I took a seat facing him across the table. He had a thin sheaf of papers rolled up in one meaty hand. He set them facedown on the table between us and sat. The strands of his navy tie with the pinpoint pink dots splayed in opposite directions across his belly, like a bib. He pressed his palms together and set his hands on the table so that his fingers pointed at me.

“Gus,” he said. “It’s been a year of firsts for this admittedly young company. First time gross margins exceeded forty percent. First time selling an all-in-one mobile-phone, long-distance, cable-TV, and Internet package. First time recognized by the Michigan Association of Ad Agencies as a prime partner.”

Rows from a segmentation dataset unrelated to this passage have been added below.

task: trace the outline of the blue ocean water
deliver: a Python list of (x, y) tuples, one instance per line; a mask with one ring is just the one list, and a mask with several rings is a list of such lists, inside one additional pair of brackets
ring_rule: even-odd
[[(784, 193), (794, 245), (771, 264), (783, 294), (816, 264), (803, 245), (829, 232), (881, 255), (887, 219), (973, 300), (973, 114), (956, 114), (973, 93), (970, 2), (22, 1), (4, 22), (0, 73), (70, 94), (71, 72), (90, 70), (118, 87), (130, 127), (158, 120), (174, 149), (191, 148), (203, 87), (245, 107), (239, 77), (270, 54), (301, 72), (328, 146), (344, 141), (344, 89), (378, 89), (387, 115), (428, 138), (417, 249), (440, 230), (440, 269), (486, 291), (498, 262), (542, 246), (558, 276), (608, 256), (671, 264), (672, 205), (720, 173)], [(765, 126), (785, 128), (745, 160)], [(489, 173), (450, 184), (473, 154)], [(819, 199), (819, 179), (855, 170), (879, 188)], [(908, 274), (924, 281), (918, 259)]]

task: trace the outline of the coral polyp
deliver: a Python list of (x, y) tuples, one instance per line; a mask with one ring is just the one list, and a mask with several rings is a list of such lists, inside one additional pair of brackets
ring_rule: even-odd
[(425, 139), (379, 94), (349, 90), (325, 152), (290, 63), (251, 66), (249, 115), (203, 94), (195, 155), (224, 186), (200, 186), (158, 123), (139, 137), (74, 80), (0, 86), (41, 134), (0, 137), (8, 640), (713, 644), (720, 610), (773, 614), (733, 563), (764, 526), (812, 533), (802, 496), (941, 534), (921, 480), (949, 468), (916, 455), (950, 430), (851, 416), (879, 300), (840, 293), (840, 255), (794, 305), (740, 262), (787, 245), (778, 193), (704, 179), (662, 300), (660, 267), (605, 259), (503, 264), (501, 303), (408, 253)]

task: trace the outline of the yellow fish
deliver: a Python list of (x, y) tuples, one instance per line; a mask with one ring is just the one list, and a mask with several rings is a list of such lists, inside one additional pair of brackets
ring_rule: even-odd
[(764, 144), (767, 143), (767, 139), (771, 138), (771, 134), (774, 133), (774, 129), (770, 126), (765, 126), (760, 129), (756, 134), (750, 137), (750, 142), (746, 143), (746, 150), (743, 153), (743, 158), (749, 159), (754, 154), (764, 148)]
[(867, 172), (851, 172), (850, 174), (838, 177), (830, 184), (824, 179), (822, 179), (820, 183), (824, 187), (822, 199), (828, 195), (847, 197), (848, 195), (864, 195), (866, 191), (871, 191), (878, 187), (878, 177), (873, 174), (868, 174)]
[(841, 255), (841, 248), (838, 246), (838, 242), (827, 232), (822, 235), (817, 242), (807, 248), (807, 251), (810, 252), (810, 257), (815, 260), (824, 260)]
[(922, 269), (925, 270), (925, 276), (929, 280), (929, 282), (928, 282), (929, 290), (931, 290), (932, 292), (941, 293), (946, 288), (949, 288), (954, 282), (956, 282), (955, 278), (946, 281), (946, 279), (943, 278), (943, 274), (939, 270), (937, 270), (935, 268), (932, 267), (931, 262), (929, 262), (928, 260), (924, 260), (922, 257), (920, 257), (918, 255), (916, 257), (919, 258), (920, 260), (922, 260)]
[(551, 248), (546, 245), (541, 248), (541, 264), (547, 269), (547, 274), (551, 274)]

He tapped the tips of his fingers on the table with each sentence, his eyebrows knitted into a single salt-and-pepper hedge across his forehead.

“OK,” I said.

“Now, thanks to your reckless and irresponsible reporting, we are confronted with our very first libel lawsuit.”

He slapped the papers with his right hand but left them facedown. “But let’s take things one at a time. First, your specious and highly speculative article about the unfortunate young woman who hung herself. Thank God we caught that before the first press run. Did you think you could sneak it past me, Gus?” He pointed at the wall at one end of the room where a trio of diplomas hung in wood frames. “Did you forget that, as an attorney who takes his profession very seriously, I’ve spent more than thirty-five years paying attention to every single little detail?”

Fat ass, I thought. “She didn’t kill herself. Wait. The cops are going to prove she was murdered.”

“Oh, they are, are they? Well, I guess they better let the Pine County medical examiner know, because he says she committed suicide.”

I dearly wanted to tell him that his pal Haskell might well be implicated. But I didn’t need him squealing about what I knew.

“All Doc Joe said was that strangu-”

“Shut up!” Kerasopoulos lifted his wide body halfway out of his seat and stabbed a finger in my direction. “Just shut your damn mouth. This is not an argument. This is not a negotiation. This is me, the president and chief executive officer of Media North Corporation, telling you what’s what. Understood?”

“Understood.”

“We would look like fools today if we had needlessly stirred the town up with your cockamamie triangulations of half truths and rumors with a few irrelevant facts thrown in. I will not have it.” He was bellowing now, his baritone booming into my face. “Do you hear me? I will not have it. And I will not have my neph-Philo learning that this is the way to publish a community newspaper.”

He sat back down, took a deep breath. His starched shirt collar dug into his mashed potato neck. “A word of advice, though I sincerely have no expectation of you taking it: you really should keep your family matters within your family.”